Le chef des rebelles au Soudan du Sud Riek Machar veut s'emparer de la capitale Juba et de champs pétroliers clés, a-t-il affirmé dans une interview exclusive à l'AFP, prévenant que la guerre civile ne s'arrêtera pas avant la chute du président Salva Kiir.
Alors qu'on entre dans le cinquième mois de combat et que les pourparlers de paix patinent, Riek Machar, ancien vice-président, a qualifié son rival, le président Salva Kiir, de "dictateur" et ne voit "pas de raison de partager le pouvoir" avec lui.

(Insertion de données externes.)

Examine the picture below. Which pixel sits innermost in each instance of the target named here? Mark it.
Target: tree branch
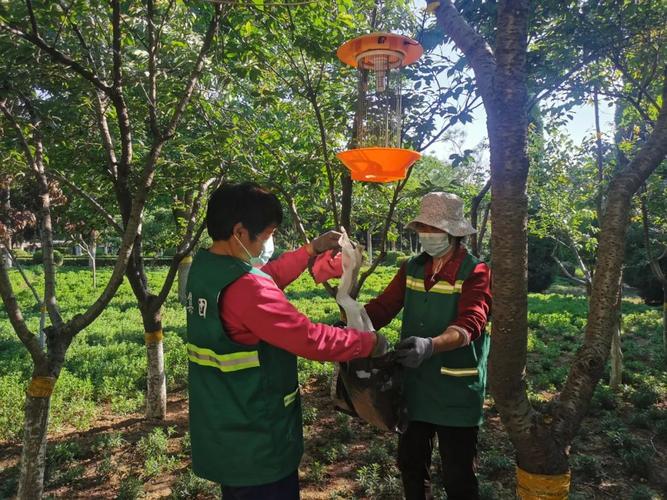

"Si on doit faire tomber le dictateur, Juba est une cible, les champs pétroliers sont des cibles", a déclaré Riek Machar dans une interview à l'AFP lundi soir, dans un lieu tenu secret dans l'Etat du Haut-Nil, une des régions pétrolières du plus jeune pays du monde, indépendant depuis 2011.
Le conflit sud-soudanais, qui a fait des milliers de morts et près de 900.000 déplacés, a éclaté le 15 décembre dans la capitale Juba, avant de s'étendre à d'autres Etats importants de ce pays producteur de pétrole.Il oppose des soldats loyaux au gouvernement à des militaires mutins qui ont rejoint l'ex-vice président Machar, limogé à l'été 2013.
Le conflit a rapidement pris une tournure inter-ethnique entre les Dinka du président Kiir et les Nuer de Riek Machar.
"Nous ne faisons que résister à un régime qui veut nous détruire", a plaidé Riek Machar, disant espérer que le cessez-le-feu, signé le 23 janvier mais constamment violé, "sera respecté par les deux parties".
Assis sur un chaise de plastique dans son camp de base - une douzaine de huttes de terre dans une prairie - le chef rebelle de 62 ans à la barbe grisonnante, vêtu d'un treillis militaire, a confié accepter l'idée d'un face-à-face avec le président Kiir, mais qu'il y voyait peu d'intérêt.
"De quoi parlerions-nous?Il est un chef discrédité qui a commis des massacres, j'espère qu'il accepte cela".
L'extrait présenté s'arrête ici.